Acrylic Artist Trading Cards
Acrylic painting requires a bit of experience and understanding of the art. Which is why, it is essential that you learn at least the basics of using acrylic paint. Apart from using acrylic paint, you can try your hand at making the cards with pastel, inks, crayons, and poster paints.
Pencil Drawing
Pencil Artist Trading Cards
From pastel pencils to color pencils and the regular ones, pour your creative side onto the cards. Basically, apart from keeping the size in mind, the prospect of making the cards is wide open. You can also use gel pens and charcoal to make the cards.
Rubber Stamping
Rubber Stamping Artist Trading Cards
A massive collection of rubber stamps can be readily available online or at your local craft store. There are so many designs, themes, patterns, and sizes to browse through that you'll be spoiled for choice. But before you let any of it overwhelm you, remember to look for deeply-etched dyes that provide better-quality images for the cards. The reason behind it is, the deeper the dye ink is etched, the risk of having spray ink marks on your work reduces. Another variation to this technique is using stencils to create the cards.
Text Artist Trading Cards
There are plenty of ways to use text on the cards. One way is to cut and glue letters, words, and phrases from old newspapers, magazines, and books. Now the issue (if it seems like one for you) is, you may wish to use something other than the standard fonts. In this case, you can type the text on your laptop, print it, cut the text as and how you like, and then glue it onto the cards. Simple, ain't it? Depending on the theme of the cards, you can add images, background, and other embellishments.
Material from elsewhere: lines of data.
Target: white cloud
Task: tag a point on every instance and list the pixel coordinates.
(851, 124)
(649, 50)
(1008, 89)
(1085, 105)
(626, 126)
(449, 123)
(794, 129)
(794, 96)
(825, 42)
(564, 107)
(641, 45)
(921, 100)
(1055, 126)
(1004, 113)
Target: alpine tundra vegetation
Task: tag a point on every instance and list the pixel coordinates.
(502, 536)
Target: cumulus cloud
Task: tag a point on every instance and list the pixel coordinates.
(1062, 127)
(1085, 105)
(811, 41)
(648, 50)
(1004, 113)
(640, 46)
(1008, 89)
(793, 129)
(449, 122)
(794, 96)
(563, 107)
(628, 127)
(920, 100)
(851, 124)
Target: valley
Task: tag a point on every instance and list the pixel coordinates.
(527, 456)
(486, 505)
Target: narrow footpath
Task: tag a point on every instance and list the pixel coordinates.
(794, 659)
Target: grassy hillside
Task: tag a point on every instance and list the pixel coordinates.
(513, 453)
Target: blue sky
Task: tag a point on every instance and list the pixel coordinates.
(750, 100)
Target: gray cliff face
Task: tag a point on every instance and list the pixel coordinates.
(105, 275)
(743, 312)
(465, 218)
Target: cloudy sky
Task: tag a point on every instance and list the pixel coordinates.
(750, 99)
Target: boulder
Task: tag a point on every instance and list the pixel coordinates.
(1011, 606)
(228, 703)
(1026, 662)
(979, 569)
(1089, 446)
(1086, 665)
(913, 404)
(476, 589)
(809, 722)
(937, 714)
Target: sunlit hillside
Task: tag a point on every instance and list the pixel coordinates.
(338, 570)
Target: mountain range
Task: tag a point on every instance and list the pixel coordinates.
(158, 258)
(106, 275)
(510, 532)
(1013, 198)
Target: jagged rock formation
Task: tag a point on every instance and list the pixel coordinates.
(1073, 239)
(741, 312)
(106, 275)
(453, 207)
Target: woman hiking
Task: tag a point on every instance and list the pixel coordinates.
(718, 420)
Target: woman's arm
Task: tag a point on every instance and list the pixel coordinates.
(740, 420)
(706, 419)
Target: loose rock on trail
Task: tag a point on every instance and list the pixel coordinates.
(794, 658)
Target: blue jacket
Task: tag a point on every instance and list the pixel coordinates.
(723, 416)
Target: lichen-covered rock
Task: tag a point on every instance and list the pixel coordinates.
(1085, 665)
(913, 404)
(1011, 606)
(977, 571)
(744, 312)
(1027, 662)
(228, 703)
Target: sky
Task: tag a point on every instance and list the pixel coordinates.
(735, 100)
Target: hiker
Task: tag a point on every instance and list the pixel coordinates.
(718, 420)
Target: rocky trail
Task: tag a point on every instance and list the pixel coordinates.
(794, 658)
Zentangles Artist Trading Cards
Created by Rick Roberts and Maria Thomas, a Zentangles are made by drawing a specific pattern, repeatedly, that connects. You have to use a micron pen to create these wonderful and delicate patterns.
Digitally-modified Artist Trading Cards
The use of Photoshop is unavoidable here. So, if you're not familiar with this graphics editing tool, we suggest you get cracking. Apart from modifying images, you can also make collages with different layers of glossy or matte images and text. Besides digitally-modified images, you can also give printmaking, calligraphy, and mixed media a try.
Doodle Artist Trading Cards
Who doesn't love doodling? One of the most fun ways to add wonderful effect to the cards, doodle the borders onto the paper and start filling in the space with designs and patterns of your choice. Give your doodles a unique twist by combining it with cartoons.
As majority of ATCs come in a standard size (3½ by 2½ inches), invest in good-quality card sleeves or clear photo bags. These will help safeguard your cards and give them a professional look, and make it easier to archive the cards from different artists or groups.